Lo smog urbano non colpisce allo stesso modo dappertutto. Uno studio dell’Università di Birmingham, in Gran Bretagna, ha individuato con precisione scientifica, le zone dove i rischi collegati all’inquinamento urbano diventano più alti.
La prima è alle fermate di autobus e tram, dove si sosta, in piedi, o anche seduti dove ci sono panchine, in attesa dell’arrivo del mezzo pubblico. Il secondo luogo più esposto allo smog è il semaforo, all’altezza dell’attraversamento delle strisce pedonali: anche qui c’è da attendere, in questo caso che scatti il verde.

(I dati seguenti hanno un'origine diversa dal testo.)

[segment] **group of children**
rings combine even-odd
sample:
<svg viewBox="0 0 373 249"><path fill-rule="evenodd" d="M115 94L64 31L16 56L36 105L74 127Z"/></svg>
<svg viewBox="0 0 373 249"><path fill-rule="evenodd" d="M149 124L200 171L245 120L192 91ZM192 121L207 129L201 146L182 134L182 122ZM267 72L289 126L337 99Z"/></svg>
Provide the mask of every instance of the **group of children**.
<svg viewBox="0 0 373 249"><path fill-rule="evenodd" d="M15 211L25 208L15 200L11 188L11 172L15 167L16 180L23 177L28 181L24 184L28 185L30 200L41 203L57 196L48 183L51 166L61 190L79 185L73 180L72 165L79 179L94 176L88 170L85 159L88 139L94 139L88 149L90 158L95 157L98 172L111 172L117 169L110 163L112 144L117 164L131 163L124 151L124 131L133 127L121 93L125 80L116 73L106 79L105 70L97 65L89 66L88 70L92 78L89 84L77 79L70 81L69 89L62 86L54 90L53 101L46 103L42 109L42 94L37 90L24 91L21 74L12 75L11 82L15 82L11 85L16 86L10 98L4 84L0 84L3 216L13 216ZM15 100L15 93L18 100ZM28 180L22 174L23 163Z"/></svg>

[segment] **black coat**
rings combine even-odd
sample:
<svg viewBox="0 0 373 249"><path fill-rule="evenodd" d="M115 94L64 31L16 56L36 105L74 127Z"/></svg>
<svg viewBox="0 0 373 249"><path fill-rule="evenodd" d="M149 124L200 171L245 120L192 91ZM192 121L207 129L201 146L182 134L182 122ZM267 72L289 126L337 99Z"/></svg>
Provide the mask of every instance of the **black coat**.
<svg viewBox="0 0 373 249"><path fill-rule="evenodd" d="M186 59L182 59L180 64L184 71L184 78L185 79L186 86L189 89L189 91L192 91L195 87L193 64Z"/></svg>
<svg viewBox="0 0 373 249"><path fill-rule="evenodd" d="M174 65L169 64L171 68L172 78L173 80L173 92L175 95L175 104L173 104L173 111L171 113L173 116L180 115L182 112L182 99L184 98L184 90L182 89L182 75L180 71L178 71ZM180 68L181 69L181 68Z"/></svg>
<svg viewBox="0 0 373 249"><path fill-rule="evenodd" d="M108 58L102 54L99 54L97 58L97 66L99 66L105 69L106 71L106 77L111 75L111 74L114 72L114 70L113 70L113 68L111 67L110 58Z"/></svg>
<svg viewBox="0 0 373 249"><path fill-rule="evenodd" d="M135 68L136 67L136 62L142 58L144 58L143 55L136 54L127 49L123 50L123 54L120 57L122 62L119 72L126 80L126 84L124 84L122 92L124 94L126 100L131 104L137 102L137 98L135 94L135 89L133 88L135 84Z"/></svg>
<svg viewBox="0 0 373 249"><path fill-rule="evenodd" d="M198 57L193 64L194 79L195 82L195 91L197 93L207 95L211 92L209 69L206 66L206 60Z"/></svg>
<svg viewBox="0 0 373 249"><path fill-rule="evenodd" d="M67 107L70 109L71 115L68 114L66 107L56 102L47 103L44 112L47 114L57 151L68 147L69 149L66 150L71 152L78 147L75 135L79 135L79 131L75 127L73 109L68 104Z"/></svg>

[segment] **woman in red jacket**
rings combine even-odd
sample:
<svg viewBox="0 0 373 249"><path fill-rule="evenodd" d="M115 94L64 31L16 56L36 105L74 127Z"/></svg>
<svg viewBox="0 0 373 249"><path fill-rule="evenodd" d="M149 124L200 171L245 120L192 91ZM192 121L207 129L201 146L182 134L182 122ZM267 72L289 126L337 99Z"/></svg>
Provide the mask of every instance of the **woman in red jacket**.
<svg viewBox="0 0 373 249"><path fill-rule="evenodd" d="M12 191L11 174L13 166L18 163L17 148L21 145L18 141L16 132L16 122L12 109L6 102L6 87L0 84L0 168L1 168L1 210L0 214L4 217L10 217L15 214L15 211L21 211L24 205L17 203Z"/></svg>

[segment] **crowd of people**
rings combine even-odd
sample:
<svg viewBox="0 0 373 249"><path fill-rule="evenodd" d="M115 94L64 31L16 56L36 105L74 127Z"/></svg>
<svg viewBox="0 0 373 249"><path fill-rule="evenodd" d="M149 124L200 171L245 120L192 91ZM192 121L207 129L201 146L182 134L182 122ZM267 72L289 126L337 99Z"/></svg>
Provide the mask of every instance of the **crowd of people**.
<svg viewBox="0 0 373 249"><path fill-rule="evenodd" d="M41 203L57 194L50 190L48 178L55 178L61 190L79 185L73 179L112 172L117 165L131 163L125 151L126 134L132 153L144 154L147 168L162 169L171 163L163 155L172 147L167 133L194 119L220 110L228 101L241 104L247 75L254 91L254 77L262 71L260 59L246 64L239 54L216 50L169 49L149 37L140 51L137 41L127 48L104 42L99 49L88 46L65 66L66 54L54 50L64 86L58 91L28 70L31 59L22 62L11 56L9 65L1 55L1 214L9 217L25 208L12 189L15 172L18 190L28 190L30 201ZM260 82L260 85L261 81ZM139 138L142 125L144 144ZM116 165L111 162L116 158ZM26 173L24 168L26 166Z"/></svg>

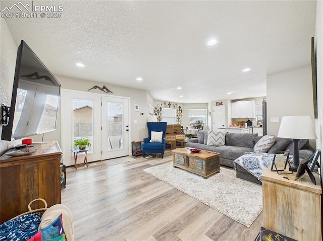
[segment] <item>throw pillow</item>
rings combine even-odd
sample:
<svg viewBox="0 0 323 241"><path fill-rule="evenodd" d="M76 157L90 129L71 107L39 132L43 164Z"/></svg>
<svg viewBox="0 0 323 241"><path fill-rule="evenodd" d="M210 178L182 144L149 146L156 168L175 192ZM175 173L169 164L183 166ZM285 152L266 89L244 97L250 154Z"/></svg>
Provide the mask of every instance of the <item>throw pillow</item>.
<svg viewBox="0 0 323 241"><path fill-rule="evenodd" d="M277 153L279 151L282 151L288 144L292 142L291 139L280 138L277 136L275 137L275 144L268 150L267 153Z"/></svg>
<svg viewBox="0 0 323 241"><path fill-rule="evenodd" d="M275 143L275 136L266 135L259 140L254 146L253 150L266 152Z"/></svg>
<svg viewBox="0 0 323 241"><path fill-rule="evenodd" d="M207 145L221 146L224 145L226 141L226 132L218 131L209 131L207 132Z"/></svg>
<svg viewBox="0 0 323 241"><path fill-rule="evenodd" d="M199 144L204 144L204 136L205 132L204 131L196 131L196 135L197 136L197 143Z"/></svg>
<svg viewBox="0 0 323 241"><path fill-rule="evenodd" d="M73 215L70 209L63 204L56 204L45 211L41 216L38 231L48 226L61 214L64 222L64 227L66 239L68 240L74 240Z"/></svg>
<svg viewBox="0 0 323 241"><path fill-rule="evenodd" d="M150 142L161 142L163 139L163 131L151 131Z"/></svg>

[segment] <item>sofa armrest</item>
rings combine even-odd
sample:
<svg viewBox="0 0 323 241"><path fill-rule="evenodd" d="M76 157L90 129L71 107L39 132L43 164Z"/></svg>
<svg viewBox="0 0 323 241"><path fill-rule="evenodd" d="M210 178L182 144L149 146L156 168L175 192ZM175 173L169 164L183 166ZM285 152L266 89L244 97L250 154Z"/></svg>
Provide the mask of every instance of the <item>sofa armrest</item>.
<svg viewBox="0 0 323 241"><path fill-rule="evenodd" d="M197 143L197 138L196 137L191 138L189 139L188 141L191 143Z"/></svg>

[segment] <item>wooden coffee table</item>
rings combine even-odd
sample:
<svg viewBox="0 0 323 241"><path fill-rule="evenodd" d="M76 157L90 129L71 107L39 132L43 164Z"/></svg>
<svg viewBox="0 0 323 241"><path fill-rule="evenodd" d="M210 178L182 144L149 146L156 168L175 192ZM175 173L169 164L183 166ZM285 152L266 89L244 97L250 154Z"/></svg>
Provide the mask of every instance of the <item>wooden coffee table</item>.
<svg viewBox="0 0 323 241"><path fill-rule="evenodd" d="M172 150L173 165L201 176L204 179L220 171L220 153L202 150L193 153L190 148L181 148Z"/></svg>

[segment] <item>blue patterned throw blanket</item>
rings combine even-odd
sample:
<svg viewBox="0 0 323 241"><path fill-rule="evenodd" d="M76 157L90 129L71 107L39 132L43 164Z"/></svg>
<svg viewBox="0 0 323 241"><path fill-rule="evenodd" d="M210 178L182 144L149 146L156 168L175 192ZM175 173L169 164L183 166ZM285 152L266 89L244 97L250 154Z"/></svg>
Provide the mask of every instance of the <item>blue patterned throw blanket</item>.
<svg viewBox="0 0 323 241"><path fill-rule="evenodd" d="M236 170L236 165L238 164L262 182L260 176L271 165L274 155L257 151L245 152L234 160L234 169Z"/></svg>
<svg viewBox="0 0 323 241"><path fill-rule="evenodd" d="M0 225L0 240L28 240L35 235L40 223L40 217L26 214L7 221Z"/></svg>

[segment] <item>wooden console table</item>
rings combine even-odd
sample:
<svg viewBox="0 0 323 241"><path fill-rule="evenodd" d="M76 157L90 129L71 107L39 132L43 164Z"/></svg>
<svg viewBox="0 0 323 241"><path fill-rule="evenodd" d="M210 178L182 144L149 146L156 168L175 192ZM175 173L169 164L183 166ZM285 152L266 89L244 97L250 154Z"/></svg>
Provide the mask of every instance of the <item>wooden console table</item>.
<svg viewBox="0 0 323 241"><path fill-rule="evenodd" d="M51 141L34 144L30 148L37 150L28 155L11 156L5 153L0 157L1 223L27 212L28 204L36 198L44 199L48 207L61 202L62 152L59 144ZM33 210L43 207L43 203L39 201L34 202L31 206Z"/></svg>
<svg viewBox="0 0 323 241"><path fill-rule="evenodd" d="M201 176L204 179L220 171L220 153L201 150L191 152L187 147L172 150L173 165Z"/></svg>
<svg viewBox="0 0 323 241"><path fill-rule="evenodd" d="M321 240L319 181L314 185L306 172L295 181L295 173L278 175L270 169L261 176L263 226L298 241Z"/></svg>

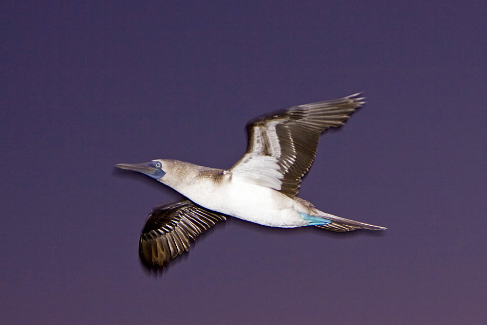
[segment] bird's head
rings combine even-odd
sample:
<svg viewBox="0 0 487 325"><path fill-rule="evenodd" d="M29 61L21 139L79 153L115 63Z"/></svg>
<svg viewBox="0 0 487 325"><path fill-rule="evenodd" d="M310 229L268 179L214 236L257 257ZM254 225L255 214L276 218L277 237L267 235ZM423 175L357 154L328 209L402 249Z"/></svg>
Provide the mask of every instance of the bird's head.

Terza zona più a rischio: le piste ciclabili, che scorrono di fatto parallelamente alle strade trafficate da auto , moto e mezzi pubblici.
Gli studiosi hanno calcolato che i livelli di inquinamento, con i relativi danni, diminuiscono quando i pedoni si trovano a una distanza di almeno 1,5 metri dalle automobili, cosa che non avviene in nessuna delle tre zone considerate a maggiore rischio smog. Il paradosso, non certo piacevole per i cittadini, è che comunque si tratta di aree dove le persone tendono a radunarsi in modo più frequente, per ovvi motivi di mobilità.
Secondo il Ministero della Salute, ogni anno 30 mila decessi in Italia sono riconducibili al particolato fine (PM2.5), e dunque allo smog. Si calcola che l’inquinamento atmosferico accorci mediamente la vita di ciascun italiano di 10 mesi. Con il solo rispetto dei limiti di legge (che prevedono che non si oltrepassino i 50 microgrammi per metro cubo in media in una giornata) si potrebbero salvare 11 mila vite all’anno.